O que se pode pensar de diferente, por exemplo, diante da última tirada de Lula sobre as semelhanças entre a Presidência da República e a medicina? O presidente, neste seu embalo de fim de ano, ensinou que um bom médico deve dizer a verdade ao seu paciente, mas ao mesmo tempo precisa animá-lo com a perspectiva de novos remédios e avanços científicos; não pode, diante de uma doença séria, simplesmente lhe dizer "sifu". Está certo, não pode mesmo, mas por que falar desse jeito? A desculpa dada pelo mundo oficial é que Lula, no caso, estava falando na "linguagem do trabalhador". Conversa. O trabalhador de verdade, quase sempre, faz justamente o contrário: fora da sua intimidade, toma muito cuidado com as palavras que emprega, e presta muita atenção para não parecer mal-educado diante de quem as ouve. Lula não disse "sifu" porque queria entrar em comunhão com o povo, mas porque não pensou no que estava falando – só isso e nada mais. Palavras, para o presidente, são coisas baratas, que vêm com o vento e vão embora com ele. Podem até ser apagadas das transcrições oficiais, como aconteceu com a expressão usada nesse episódio, sob a extraordinária justificativa de que ela ficou "inaudível"; um caso de alucinação em que todo mundo ouve exatamente a mesma coisa, salvo o funcionário encarregado de colocar por escrito a fala do chefe.
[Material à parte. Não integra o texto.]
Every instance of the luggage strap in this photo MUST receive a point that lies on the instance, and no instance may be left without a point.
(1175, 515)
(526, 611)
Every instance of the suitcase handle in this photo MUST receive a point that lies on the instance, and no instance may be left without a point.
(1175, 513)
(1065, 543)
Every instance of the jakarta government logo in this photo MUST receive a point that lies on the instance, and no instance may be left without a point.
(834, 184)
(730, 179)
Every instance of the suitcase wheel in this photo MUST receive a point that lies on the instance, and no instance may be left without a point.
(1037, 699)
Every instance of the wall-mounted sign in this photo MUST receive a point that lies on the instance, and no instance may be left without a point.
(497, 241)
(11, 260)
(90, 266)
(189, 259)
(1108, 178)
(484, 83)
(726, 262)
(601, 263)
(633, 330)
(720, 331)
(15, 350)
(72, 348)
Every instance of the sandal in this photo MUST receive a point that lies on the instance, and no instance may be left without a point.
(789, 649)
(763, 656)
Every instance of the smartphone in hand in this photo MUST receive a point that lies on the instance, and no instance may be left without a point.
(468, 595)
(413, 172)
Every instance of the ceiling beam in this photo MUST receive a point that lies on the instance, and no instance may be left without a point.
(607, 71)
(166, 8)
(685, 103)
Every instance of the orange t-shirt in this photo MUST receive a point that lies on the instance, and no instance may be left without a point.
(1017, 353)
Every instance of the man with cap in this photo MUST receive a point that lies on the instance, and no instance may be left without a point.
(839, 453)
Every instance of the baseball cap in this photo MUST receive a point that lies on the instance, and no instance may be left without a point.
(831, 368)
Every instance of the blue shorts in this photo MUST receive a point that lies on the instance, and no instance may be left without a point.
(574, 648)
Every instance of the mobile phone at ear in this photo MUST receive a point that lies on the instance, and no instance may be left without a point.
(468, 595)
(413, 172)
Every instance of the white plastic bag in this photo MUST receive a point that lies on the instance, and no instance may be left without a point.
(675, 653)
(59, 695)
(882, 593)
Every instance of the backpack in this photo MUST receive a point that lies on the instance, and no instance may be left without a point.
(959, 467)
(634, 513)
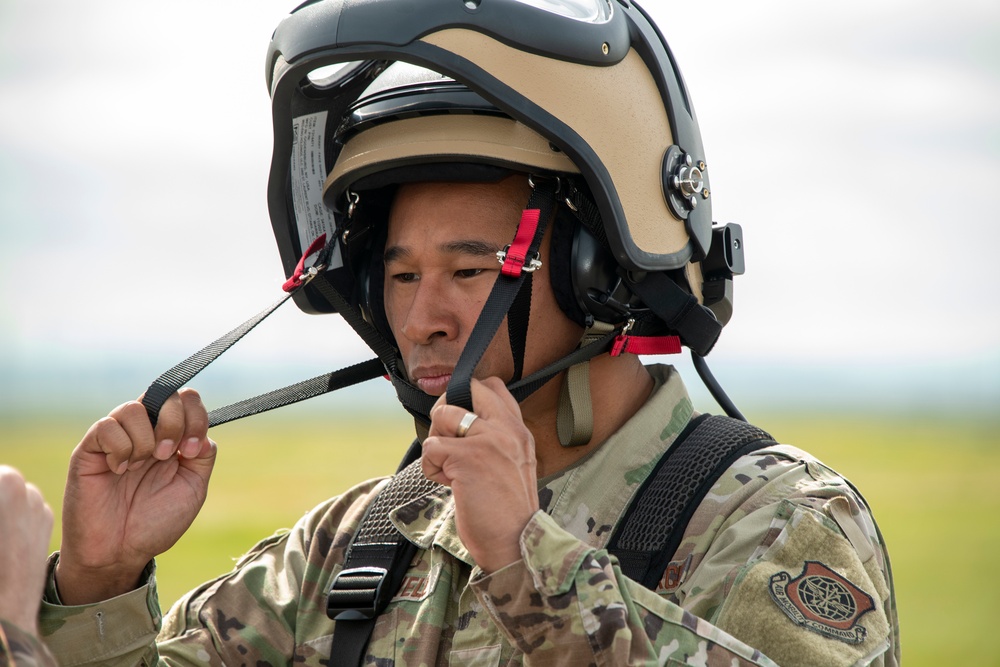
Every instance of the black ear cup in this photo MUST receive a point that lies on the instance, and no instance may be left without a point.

O palavreado ao acaso de Lula fica menos engraçado quando deixa sua função de animar auditório e passa a ser utilizado, como vive acontecendo, para envenenar o debate público e ocultar deliberadamente a verdade. Há um método aí. Mais uma vez, dias atrás, o presidente repetiu que "tem gente torcendo" para o Brasil quebrar. "Tem gente que vai deitar rezando: ‘Tomara que a crise pegue o Brasil, para esse Lula se lascar’ ", afirmou. Nunca diz quem é essa "gente"; deveria dizer, é claro, para o público se defender das pessoas que pretendem quebrar o país. Mas o que Lula quer é outra coisa – é passar a idéia de que quem se opõe a ele e ao seu governo é inimigo do Brasil. Da mesma forma, partiu para cima dos "empresários que na primeira diarréia" correm atrás do governo pedindo dinheiro. Quem são eles? Lula não deu o nome de nenhum. O grande nome que se sabe, nessa história de receber favores do governo, é o de uma empresa chamada Telemar, com a qual está acontecendo exatamente o que Lula faz de conta que condena – na verdade, briga como um leão por ela, mesmo se para ajudá-la for preciso mudar a lei. Fato, por enquanto, é só esse.